Thursday, August 19, 2010

“I couldn’t agree with Nick”

I’m deeply sceptical about Ed Miliband’s statement that he wouldn’t go into coalition with the Lib Dems under Nick Clegg.

Hopi thinks Miliband is spot on, though. He makes several very sound points, mostly boiling down to the fact that Clegg is the absolute embodiment of the Lid Dems’ rightward shift, their working with the Tories and their championing of a government agenda largely defined against Labour’s record. Hopi thinks that “whatever future relationship Labour and the Lib Dems may have, Nick Clegg won’t be part of it”.

This is probably true. But I still think Miliband was wrong.

In effect, he’s said that in the event of another hung parliament, the Lib Dem leader’s only option will be to do another deal with the Tories and ignore Labour. Lib Dems who’d prefer a coalition with Labour are being told that they’d have to dump their leader. Remember the weekend after the election when Clegg was swanning around demanding a new Labour leader? Remember, even given the limited support for Brown, how little the party liked getting an ultimatum like that from an opponent?

It may well be that Clegg and Labour couldn’t work together. But for Miliband to come out with it so bluntly would do serious damage to Labour’s negotiating position in another hung parliament. And it pushes the Tories and Lib Dems closer together.

In other news: I will definitely be voting for a Miliband as leader, although as yet I’m not sure which. I’m observing their tactics, reading their speeches and so on, but what I keep coming back to is whether the incipient white patch at the front of David’s hair or Ed’s ghost of a lisp comes across more oddly. I am shallow.

3 comments:

Chris said...

I have to disagree with you.

First, it's not just in the event of a hung parliament.

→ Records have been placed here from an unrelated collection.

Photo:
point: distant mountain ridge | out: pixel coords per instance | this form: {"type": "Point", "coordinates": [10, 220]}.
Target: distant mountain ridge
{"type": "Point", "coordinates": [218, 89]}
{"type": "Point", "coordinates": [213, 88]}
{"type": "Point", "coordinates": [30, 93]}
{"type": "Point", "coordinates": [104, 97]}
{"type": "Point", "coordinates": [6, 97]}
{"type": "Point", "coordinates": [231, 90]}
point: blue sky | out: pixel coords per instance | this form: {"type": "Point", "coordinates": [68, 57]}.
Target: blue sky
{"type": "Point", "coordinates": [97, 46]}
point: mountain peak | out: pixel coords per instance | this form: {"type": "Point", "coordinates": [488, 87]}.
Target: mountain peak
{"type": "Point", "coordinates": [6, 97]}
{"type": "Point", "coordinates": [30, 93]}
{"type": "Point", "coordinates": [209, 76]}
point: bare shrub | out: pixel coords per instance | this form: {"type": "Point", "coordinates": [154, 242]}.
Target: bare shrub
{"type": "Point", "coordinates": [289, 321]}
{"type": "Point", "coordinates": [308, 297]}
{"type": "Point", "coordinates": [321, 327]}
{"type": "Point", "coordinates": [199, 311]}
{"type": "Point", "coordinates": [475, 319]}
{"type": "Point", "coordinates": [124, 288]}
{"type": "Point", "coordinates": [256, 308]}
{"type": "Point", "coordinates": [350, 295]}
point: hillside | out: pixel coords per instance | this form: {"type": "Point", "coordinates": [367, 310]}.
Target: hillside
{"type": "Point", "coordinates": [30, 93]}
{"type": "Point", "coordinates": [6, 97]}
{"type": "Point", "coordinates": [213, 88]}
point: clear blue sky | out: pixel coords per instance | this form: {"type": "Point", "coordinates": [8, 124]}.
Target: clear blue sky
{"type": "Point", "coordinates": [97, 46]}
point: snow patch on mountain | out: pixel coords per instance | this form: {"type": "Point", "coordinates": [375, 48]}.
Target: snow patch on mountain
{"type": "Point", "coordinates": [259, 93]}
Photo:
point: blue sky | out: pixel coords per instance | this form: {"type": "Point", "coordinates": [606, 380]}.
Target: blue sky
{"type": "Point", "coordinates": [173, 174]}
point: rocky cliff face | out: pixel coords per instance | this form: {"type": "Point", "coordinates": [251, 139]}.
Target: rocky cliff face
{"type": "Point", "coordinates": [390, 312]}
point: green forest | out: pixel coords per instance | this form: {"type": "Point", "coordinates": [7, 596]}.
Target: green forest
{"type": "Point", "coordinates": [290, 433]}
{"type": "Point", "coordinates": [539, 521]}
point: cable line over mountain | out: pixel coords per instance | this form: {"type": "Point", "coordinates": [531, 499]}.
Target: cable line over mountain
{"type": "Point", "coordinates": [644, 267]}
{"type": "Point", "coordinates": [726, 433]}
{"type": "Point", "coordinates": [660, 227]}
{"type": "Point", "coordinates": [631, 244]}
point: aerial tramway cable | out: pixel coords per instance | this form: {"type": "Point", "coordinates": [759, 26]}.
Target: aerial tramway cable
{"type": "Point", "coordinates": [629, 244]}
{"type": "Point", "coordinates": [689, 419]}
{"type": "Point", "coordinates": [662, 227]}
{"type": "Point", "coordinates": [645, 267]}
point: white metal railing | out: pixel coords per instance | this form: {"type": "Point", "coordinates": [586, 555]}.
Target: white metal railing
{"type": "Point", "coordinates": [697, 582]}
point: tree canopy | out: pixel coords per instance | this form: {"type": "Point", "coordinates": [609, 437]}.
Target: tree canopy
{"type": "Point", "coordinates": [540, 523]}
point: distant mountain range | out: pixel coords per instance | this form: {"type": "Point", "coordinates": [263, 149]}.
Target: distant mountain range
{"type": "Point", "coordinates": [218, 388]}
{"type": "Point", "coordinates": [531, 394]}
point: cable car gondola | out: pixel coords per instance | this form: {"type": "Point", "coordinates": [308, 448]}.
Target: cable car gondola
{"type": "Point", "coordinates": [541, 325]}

It's in the more specific event of a hung parliament where the Labour and Tory parties are roughly similar in seats (to avoid breaking the Clegg Doctrine) and where the Lib Dems have not done badly and so would not be changing leaders anyway. Assuming they haven't changed leaders/split in the meantime).

Second, that while in that case a previous commitment to telling Clegg to sling his hook would cause, ceteris partibus, a problem in negotiating, there are benefits as well - most usefully, if slightly perversely, offering a way of balancing supporting the coalition and then later supporting Labour - and that it's a piece of political judgement that one outweighs the other.

Richard T said...

I think Ed Milliband does not understand that to many Liberals (me included) in the last analysis a coalition with the Tories was less unpalatable than some sort of mesalliance with Labour and a rag bag of unstable partners. Labour's petty authoritarianism, its carelessness with civil liberty and its statism, added to the attitude of senior Labour figures - Messers, Prescott, Reid and Straw would have made a cauld hame for a party which believes fundamentally in freedom and the essence of Liberalism which is based on Mill's philosophy.

Shuggy said...

I would have thought this present coalition would make a 'cauld hame' for anyone familiar with any of Mill's later writings - but I think we can assume Clegg et al have forgotten about these, if indeed they were ever familiar.

Can't agree, Tom. I'm not supportive of Ed's leadership bid but he's playing to an audience that couldn't stomach an alliance with Clegg. I'm often critical of Labour tribalism but in this matter the audience is right. Clegg is scum - and that is that.